Do you know that the costs for magnetic resonance imaging (MRI) and computed tomography (CT) scan can vary by hundreds – even thousands – of dollars? These tests can cost from $300 to $3,000, depending on where you live and which provider you choose. And if you choose wisely, you could end up saving on out-of-pocket dollars for the same or better quality service. That’s why we’ve created a new program to help you make smart choices when you need imaging services.
Frequently Asked Questions
((Click on question to see answer))
Q. What are imaging services?
A. Imaging services give you and your doctor an image of the inside of your body. Examples are MRIs and CT scans.
Q. How does the imaging cost and quality program work?
A. When you need a diagnostic imaging service such as an MRI, we let you know which providers in your area offer quality service at low cost.
Q. What procedures are included in this program?
MRI, CT scan, magnetic resonance angiogram (MRA) and computed tomography angiography (CTA).
Q. How does this program benefit me?
A. You may be able to get quality care at lower out-of-pocket costs. This is especially true if you pay a coinsurance (a percentage of the cost) rather than a copay (a flat dollar amount for each service).
Q. How much money could I save by visiting a lower-cost imaging provider?
A. In some areas, the cost for an MRI or CT scan can vary by more than $1,000. If, for example, your plan requires you to pay a 20% coinsurance, and you use a provider that charges $1,000 less, you could save at least $200 out of pocket.
Q. How can you tell if an imaging provider’s services are the same or higher quality?
A. We use a tool developed by AIM Specialty HealthSM to gather information from imaging providers about their staff, equipment, accreditations and quality control measures. The tool then gives us a quality score we can use to compare different imaging providers.
Q. How do I know if the quality is the same?
A. We suggest providers for you based on the quality score first, and cost second. So you only need to consider providers that would give you the same or better quality service.
Q. Can I view the cost and quality data on my own?
A. Some of it. You have access to the Estimate Your Cost tool on our website. There, you can compare costs for imaging and other outpatient and inpatient services.
Q. Is the imaging cost and quality information available to the general public?
A. No. We offer this only to our members and our network imaging providers at this time.

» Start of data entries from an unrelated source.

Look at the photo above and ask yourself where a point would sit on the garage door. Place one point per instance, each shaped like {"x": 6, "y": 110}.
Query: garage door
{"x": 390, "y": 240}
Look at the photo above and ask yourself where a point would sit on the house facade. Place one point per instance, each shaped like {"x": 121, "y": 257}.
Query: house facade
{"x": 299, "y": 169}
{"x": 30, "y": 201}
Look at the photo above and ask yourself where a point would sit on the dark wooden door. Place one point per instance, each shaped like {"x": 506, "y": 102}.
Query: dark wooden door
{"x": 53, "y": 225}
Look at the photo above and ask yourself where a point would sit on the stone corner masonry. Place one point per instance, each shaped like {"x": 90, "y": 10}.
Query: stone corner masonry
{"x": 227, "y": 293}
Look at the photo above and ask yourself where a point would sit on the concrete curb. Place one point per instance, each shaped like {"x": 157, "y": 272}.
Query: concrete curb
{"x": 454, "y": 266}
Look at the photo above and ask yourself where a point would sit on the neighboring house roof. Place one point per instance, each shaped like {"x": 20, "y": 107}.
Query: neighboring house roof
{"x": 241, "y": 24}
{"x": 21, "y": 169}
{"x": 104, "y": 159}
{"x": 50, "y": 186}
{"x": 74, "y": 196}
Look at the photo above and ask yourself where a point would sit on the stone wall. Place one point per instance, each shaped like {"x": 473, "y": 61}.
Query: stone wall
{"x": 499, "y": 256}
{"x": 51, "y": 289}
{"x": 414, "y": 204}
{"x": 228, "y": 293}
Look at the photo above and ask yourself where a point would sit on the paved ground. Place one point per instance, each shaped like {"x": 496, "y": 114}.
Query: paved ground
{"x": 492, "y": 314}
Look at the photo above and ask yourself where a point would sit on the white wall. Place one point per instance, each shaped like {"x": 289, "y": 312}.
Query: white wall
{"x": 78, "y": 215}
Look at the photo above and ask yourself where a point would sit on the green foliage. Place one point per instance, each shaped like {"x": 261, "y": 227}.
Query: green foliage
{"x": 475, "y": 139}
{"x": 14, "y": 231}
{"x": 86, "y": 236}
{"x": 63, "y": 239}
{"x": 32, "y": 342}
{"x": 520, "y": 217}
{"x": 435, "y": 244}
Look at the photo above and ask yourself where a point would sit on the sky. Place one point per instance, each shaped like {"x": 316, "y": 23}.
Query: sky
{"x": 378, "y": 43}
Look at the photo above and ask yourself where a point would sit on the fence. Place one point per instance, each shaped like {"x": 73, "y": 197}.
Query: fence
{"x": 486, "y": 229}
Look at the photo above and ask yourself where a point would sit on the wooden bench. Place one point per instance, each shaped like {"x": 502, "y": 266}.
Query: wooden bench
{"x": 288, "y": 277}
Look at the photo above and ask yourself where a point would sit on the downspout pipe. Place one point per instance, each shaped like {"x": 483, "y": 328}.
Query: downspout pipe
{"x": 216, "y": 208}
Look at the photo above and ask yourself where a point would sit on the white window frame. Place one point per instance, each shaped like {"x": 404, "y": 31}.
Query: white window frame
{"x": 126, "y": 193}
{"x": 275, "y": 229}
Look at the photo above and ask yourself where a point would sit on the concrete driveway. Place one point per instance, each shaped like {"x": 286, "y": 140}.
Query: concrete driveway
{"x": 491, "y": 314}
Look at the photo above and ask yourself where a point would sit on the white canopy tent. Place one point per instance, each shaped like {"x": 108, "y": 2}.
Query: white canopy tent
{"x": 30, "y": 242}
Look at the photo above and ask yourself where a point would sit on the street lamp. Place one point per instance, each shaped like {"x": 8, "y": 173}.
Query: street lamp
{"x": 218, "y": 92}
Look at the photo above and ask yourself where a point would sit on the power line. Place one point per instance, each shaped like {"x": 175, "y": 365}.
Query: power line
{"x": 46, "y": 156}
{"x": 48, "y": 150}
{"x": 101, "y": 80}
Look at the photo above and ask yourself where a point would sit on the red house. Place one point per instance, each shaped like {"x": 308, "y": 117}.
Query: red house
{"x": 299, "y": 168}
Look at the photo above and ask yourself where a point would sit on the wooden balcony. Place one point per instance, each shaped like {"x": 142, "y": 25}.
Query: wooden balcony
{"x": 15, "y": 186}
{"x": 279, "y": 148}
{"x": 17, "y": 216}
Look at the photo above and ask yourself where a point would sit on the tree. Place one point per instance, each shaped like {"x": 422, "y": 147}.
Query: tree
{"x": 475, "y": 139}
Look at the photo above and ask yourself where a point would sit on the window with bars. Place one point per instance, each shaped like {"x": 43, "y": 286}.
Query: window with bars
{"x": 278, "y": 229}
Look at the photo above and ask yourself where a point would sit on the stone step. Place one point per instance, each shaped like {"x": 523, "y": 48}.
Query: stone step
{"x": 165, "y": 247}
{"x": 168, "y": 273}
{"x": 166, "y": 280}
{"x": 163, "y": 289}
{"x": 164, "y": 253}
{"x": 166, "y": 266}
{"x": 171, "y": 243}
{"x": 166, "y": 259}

Q. My doctor referred me to a certain provider – why are you trying to get me to use a different one?
A. The program tries to make you aware of options you may not know about. But it doesn’t replace the advice of your doctor.

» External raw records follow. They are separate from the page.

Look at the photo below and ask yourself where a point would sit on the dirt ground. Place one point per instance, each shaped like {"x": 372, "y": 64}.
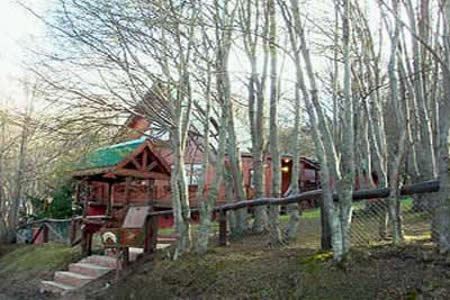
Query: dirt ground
{"x": 246, "y": 269}
{"x": 243, "y": 271}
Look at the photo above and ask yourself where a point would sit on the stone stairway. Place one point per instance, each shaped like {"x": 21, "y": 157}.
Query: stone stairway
{"x": 80, "y": 273}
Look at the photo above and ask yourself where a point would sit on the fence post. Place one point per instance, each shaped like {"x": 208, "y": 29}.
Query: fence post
{"x": 325, "y": 237}
{"x": 45, "y": 233}
{"x": 222, "y": 228}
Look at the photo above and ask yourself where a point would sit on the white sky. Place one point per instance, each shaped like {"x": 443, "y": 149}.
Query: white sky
{"x": 17, "y": 27}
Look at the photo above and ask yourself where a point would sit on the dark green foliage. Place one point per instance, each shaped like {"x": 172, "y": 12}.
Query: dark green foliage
{"x": 61, "y": 205}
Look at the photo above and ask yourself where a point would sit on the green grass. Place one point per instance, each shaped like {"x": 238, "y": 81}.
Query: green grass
{"x": 38, "y": 257}
{"x": 306, "y": 214}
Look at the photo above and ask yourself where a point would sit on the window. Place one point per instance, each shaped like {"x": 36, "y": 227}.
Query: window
{"x": 193, "y": 173}
{"x": 252, "y": 178}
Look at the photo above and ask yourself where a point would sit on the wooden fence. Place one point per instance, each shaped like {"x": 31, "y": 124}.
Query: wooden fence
{"x": 67, "y": 231}
{"x": 418, "y": 188}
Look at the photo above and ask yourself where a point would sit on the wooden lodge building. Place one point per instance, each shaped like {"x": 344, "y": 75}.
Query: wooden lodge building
{"x": 137, "y": 171}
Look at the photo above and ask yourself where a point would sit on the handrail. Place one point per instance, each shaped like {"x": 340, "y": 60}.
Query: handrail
{"x": 417, "y": 188}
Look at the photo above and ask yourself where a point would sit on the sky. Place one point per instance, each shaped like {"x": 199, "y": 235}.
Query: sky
{"x": 17, "y": 28}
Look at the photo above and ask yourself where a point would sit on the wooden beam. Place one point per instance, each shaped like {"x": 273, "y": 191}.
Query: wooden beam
{"x": 136, "y": 164}
{"x": 144, "y": 158}
{"x": 418, "y": 188}
{"x": 109, "y": 201}
{"x": 127, "y": 190}
{"x": 152, "y": 165}
{"x": 222, "y": 228}
{"x": 141, "y": 175}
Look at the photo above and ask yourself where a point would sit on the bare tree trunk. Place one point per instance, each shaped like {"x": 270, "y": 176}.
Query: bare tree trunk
{"x": 207, "y": 207}
{"x": 293, "y": 209}
{"x": 345, "y": 183}
{"x": 396, "y": 159}
{"x": 444, "y": 127}
{"x": 256, "y": 90}
{"x": 274, "y": 210}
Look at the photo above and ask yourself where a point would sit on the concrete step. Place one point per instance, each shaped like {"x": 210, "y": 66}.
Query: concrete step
{"x": 56, "y": 287}
{"x": 72, "y": 279}
{"x": 166, "y": 240}
{"x": 87, "y": 269}
{"x": 101, "y": 260}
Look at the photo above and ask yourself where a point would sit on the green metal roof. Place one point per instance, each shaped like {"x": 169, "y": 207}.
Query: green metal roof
{"x": 109, "y": 156}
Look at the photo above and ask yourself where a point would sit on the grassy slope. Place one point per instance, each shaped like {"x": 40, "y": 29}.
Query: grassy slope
{"x": 247, "y": 271}
{"x": 24, "y": 266}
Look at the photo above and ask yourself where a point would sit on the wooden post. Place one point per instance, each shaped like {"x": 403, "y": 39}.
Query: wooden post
{"x": 126, "y": 256}
{"x": 222, "y": 228}
{"x": 325, "y": 237}
{"x": 151, "y": 234}
{"x": 127, "y": 191}
{"x": 77, "y": 192}
{"x": 45, "y": 233}
{"x": 150, "y": 191}
{"x": 109, "y": 204}
{"x": 84, "y": 243}
{"x": 73, "y": 232}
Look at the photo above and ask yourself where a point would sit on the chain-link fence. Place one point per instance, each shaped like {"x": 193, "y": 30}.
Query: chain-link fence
{"x": 371, "y": 221}
{"x": 371, "y": 224}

Q. If I choose a lower-cost provider, can Blue Cross and Blue Shield of Georgia help me make an appointment there?
A. Yes. When you call to let us know you want to use a lower-cost provider, we’ll try to reach them and connect you to set a time. If we can’t connect you at that time, we’ll give you the provider’s number to call back at a later time.
Q. What if I choose NOT to use the lower-cost provider?
A. That’s your choice. You don’t have to use the lower-cost option.
Q. I’m not ready to choose right now on the phone. Who do I call at another time?
A. You can call 877-309-4886 to speak to one of our representatives.
Q. Can providers see the imaging cost and quality information? How does that benefit me?
A. Yes, they can. Our reports show what procedures are ordered, for whom and where they can be done. We realize that providers are also concerned with cost and quality. So we hope the program will encourage them to find ways to keep quality high and costs down.